Believe it or not, the focus in the Iowa presidential caucus is starting to shift from the personalities of the candidates to their actual policies. August delivered a plethora of campaign swings throughout Iowa including the State Fair, which provided a platform for candidates to discuss issues. The first Republican debate, although light on tax policy, allowed the candidates to start engaging on a number of issues. For Iowans, there is an important intersection of tax policy we should be paying closer attention to: death taxes and the capital gains tax. More specifically, Iowans must be wary of any changes to how the cost basis of inherited assets is calculated or our farm families could end up paying a steep price.
Often during a primary season candidates will embrace and promote policy ideas that have broad appeal to the base of their own political party. That’s why it is odd to see Republican candidate Vivek Ramaswamy touting tax ideas that align with a plan Democrat senators pushed back in 2021. At that time, lawmakers including Bernie Sanders and Elizabeth Warren attempted to pass a tax bill that would have done away with stepped-up basis for inherited assets, including family farms. Throughout 2021, Iowa Senator Chuck Grassley fought against the proposal, calling it a death knell for family farms and small businesses. Tax policy should never be used as a weapon for class warfare or to punish certain groups of people, including the “wealthy.”
For a quick refresher, stepped-up basis simply means that when calculating the capital gains tax, a beneficiary uses an asset’s value at the time of the owner’s death, not what the owner originally paid for it. Consider a farmer who bought an averaged size farm of 350 acres in 1980. At $2,000 an acre, that farm was worth $700,000 when it was purchased. As the farmer worked hard for decades to make ends meet, paying property taxes and income taxes along the way, they likely did not accumulate a substantial amount of assets away from the farm itself. Given the appreciation of farmland over the past four decades, today that same farm is likely worth more than $11,000 per acre, or nearly $4 million in total. Without a stepped-up basis, that farmer’s children may easily owe more than $1 million in capital gains taxes if they choose to sell the farm they inherit.

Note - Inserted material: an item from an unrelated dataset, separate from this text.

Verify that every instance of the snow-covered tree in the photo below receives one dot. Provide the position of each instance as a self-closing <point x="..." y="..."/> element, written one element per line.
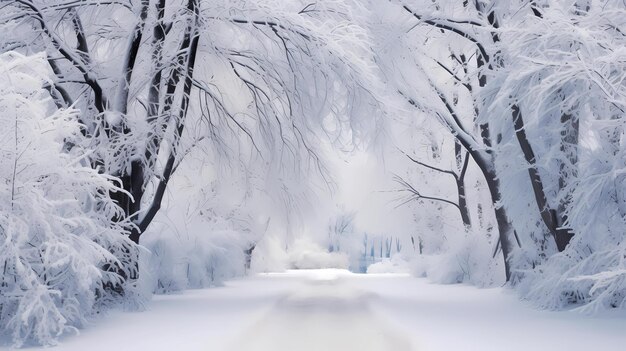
<point x="58" y="240"/>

Iowans for Tax Relief Foundation understands how dangerous it is when government funds its unquenchable spending desires by looking beyond the grave for more revenue, whether that be via the capital gains tax, the estate tax, or the inheritance tax. To the credit of the Iowa Legislature, they joined forces with Governor Kim Reynolds to eliminate Iowa’s inheritance tax in 2021. While Iowans are growing accustomed to state officials delivering one taxpayer protection after another, they’ve also gotten used to politicians from Washington, D.C. coming up with new schemes to reach into their pocketbooks.
To be clear, stepped-up basis is not a Trump-era reform that’s set to expire in a few years. Rather, it has been part of the U.S. tax code for over a century, having been implemented in the 1920’s. Whoever America sends to the Oval Office in next year’s election will have the opportunity to put their own stamp on our nation’s tax code. Some of those changes could deliver an expensive tax bill to many Iowans, which is precisely why Iowa voters need to understand how campaign talking points could play out in real life. Beyond the sheer cost, there is one other practical matter to take into account if stepped-up basis is eliminated: determining the actual dollars involved in farmland transactions that took place 50, 60, or even 70 years ago may prove expensive at best and impossible at worst.
And that brings us back to Mr. Ramaswamy. In a June interview, he touted the theoretical merit of an extremely high inheritance tax in an effort to create equal opportunity. While he described that measure as unimplementable and calls the concept a “thought experiment,” he instead promoted ending stepped-up basis as a “practical” alternative.
Presidential candidates certainly want to pass policies they believe would promote economic growth and opportunity. New candidates injecting new ideas into the debate is ultimately a good thing, but Iowans need to make sure they are soundly rejecting the policy ideas that would be damaging to our state. The candidates would benefit from remembering that what might sound good to the media would not play so well here in the heartland.
Iowa voters should take advantage of the numerous chances we all have to meet the candidates and ask them where they stand on this issue and tax policy in general. After all, Iowa has made great progress reshaping its state tax laws for the better in recent years. Eliminating stepped-up basis on inherited assets would push aside a key building block of federal tax law that has transcended Republican and Democrat administrations. Iowans shouldn’t let a bad policy idea like that take root.